EP-4250247-B1 - METHOD AND APPARATUS FOR DETERMINING A GAZE DIRECTION OF A USER
Inventors
- Köhler, Thomas
- ZAREI, Shahrooz
- DEITSCH, Sergiu
Dates
- Publication Date
- 20260513
- Application Date
- 20230223
Claims (14)
- A computer-implemented method for determining a gaze direction of a user (5), the method comprising: capturing (110) an image of a face of the user (5); providing (130) image data of the captured image to a neural network (220), wherein the neural network (220) is configured to detect an ellipse (20) representing an outer border of an iris (17) of the user's eye (15) and to output a first vector (31), a second vector (32) and a respective first and second probability (p 1 , p 2 ), wherein the first and second vector (31, 32) respectively correspond to one of two possible normals through a centre (21) of the ellipse (20), and wherein the first probability (p 1 ) represents the probability that the first vector (31) is the gaze direction and the second probability (p 2 ) represents the probability that the second vector (32) is the gaze direction; and determining (140) the gaze direction of the user (5) as the first vector (31), if the first probability (p 1 ) is greater than the second probability (p 2 ), and as the second vector (32), if the second probability (p 2 ) is greater than the first probability (p 1 ).

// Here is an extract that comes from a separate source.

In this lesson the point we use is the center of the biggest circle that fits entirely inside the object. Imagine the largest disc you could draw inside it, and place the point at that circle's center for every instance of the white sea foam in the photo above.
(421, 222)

- The method according to claim 1, further comprising: determining (120) an eye region (10) in the captured image, wherein providing (130) image data comprises providing (130) image data representing the determined eye region (10) to the neural network (220).
- The method according to claim 1 or 2, wherein the neural network (220) is configured to determine geometric information (223) describing the ellipse (20) including at least one of a position or centre of the ellipse, a rotation (α) of the ellipse and a size of the semi-axes (S a , S b ) of the ellipse (20).
- The method according to claim 3, wherein the neural network (220) comprises a plurality of basic layers (221) trained to output features forming a mathematical representation of the image data, and the neural network (220) further comprises at least one intermediate layer (222) configured to convert the mathematical representation of the image data into numerical values (223) defining the ellipse (20), wherein the numerical values include the at least one of a position or centre, a rotation (α) and a size of the semi-axes (S a , S b ) of the ellipse (20).
- The method according to claim 4, wherein the neural network (220) is formed by supplementing the at least one intermediate layer (222) to a pre-trained neural network or by replacing at least one layer of a pre-trained neural network with the at least one intermediate layer (220).
- The method according to one of claims 1 to 5, wherein each of the first and second vector (31, 32) is a three-dimensional vector having its origin in the centre (21) of the detected ellipse (20) and being perpendicular to a plane defined by the ellipse (20) in a three-dimensional space.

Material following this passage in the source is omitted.